Building Arched Toekicks

      Descriptions and images of tested techniques. September 9, 2004

Question
So far we have only done regular toe kicks on the few kitchens we have built. We are looking at some cabinets with arches on kicks. Do you build cabinets higher and make bottom of arch the usual 4 inches? Or just do regular 4 inch kick and have max height of say 3 inches at top of arch? Also, if doing an arch under cabinet like a sink, is it okay to have just a regular arch with true arch with one radius for the entire arch, or do most of you cheat and skew arch to sides to gain more toe kick height under the cabinet?

Forum Responses
(Cabinetmaking Forum)
From contributor P:
I had an entertainment center job a few years back for which the customer wanted arched kicks. I don't normally put kicks on entertainment centers, but she had a picture out of a magazine that inspired the design. Anyway, we set the kick between the end panels in 3" as normal. The bottom rail of the face frame was extended down to floor and the arch was cut out of the face frame. We did make an elliptical arch (which is the second part of your question) to allow more toe room.



From contributor T:
This is pretty popular in L.A. There's not really any hard rule for it. We've done straight radiuses, ellipses, French arches. Just draw it out for the client or make her sketch it and go for it. You can come all the way up to the underside of the deck; you can make the toeboard higher - whatever works.

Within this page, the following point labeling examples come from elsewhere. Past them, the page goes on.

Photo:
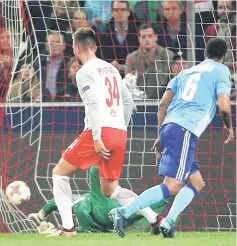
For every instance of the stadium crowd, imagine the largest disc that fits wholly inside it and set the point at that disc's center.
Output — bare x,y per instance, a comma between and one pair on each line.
146,40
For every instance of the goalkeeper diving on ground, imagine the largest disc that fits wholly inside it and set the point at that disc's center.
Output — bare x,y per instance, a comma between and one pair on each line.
91,210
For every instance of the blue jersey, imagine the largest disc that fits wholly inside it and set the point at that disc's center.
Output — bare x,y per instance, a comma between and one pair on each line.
195,95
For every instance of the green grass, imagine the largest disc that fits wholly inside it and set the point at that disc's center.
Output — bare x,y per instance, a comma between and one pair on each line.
132,239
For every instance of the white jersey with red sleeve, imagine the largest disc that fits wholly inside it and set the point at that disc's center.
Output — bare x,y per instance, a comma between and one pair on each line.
100,86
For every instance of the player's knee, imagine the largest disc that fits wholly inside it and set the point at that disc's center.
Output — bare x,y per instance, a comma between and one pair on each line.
199,185
173,185
108,186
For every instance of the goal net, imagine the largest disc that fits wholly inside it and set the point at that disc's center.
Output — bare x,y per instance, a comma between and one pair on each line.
41,119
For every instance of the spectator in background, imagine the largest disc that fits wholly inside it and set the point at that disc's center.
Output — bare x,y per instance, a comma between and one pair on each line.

We usually put a more or less standard toekick behind it so they don't have to clean way back under the cabinet, but not everybody wants that.

Here is a sketch of the three types of arches. As I mentioned, you can leave the cabinet open underneath or put in a toekick to block off the back area.

Because the sizes rarely repeat, I don't keep any templates for any of this. I usually build the face frame, draw the arch, jigsaw and sand.

The Porter Cable sander with the drum sticking down through the bottom would be ideal for sanding these. I don't have one and I don't know what it's called, but I think I'll get one the next time I do this.




From contributor M:
Here's the way I usually do it.

Vanity by Michael Dugan



From contributor J:
Here is a cabinet I did about two years ago with the toe kick arched.




From contributor A:
What happens when it's cleaning time? Is the customer calling you to dismantle or lift the cabinet? Either you build furniture (removable) or cabinets (fastened) with a normal toekick.


From contributor J:
My cabinet has a toe kick behind the arch. It was painted black to look as if it was open - this way it makes cleaning a snap.


From contributor K:
In our Arts and Crafts style kitchens we use an arched kick and frame stiles sit hard on the ground. Question - when you level the cabinets at installation time, and have to shim up the front of a cabinet, what do you do about the gap between stile and floor?


From contributor T:
That's an issue, for sure. If you're sitting on the finish floor there's not much you can do to the front. This might be a good time to use leveler legs so you can manipulate the rear height. And check the floor for level when you're measuring the job.

Thinking back over this, it seems that almost every one of these we've done has been in a room with tile or pavers or some such, so we've been able to sit on a freshly done float.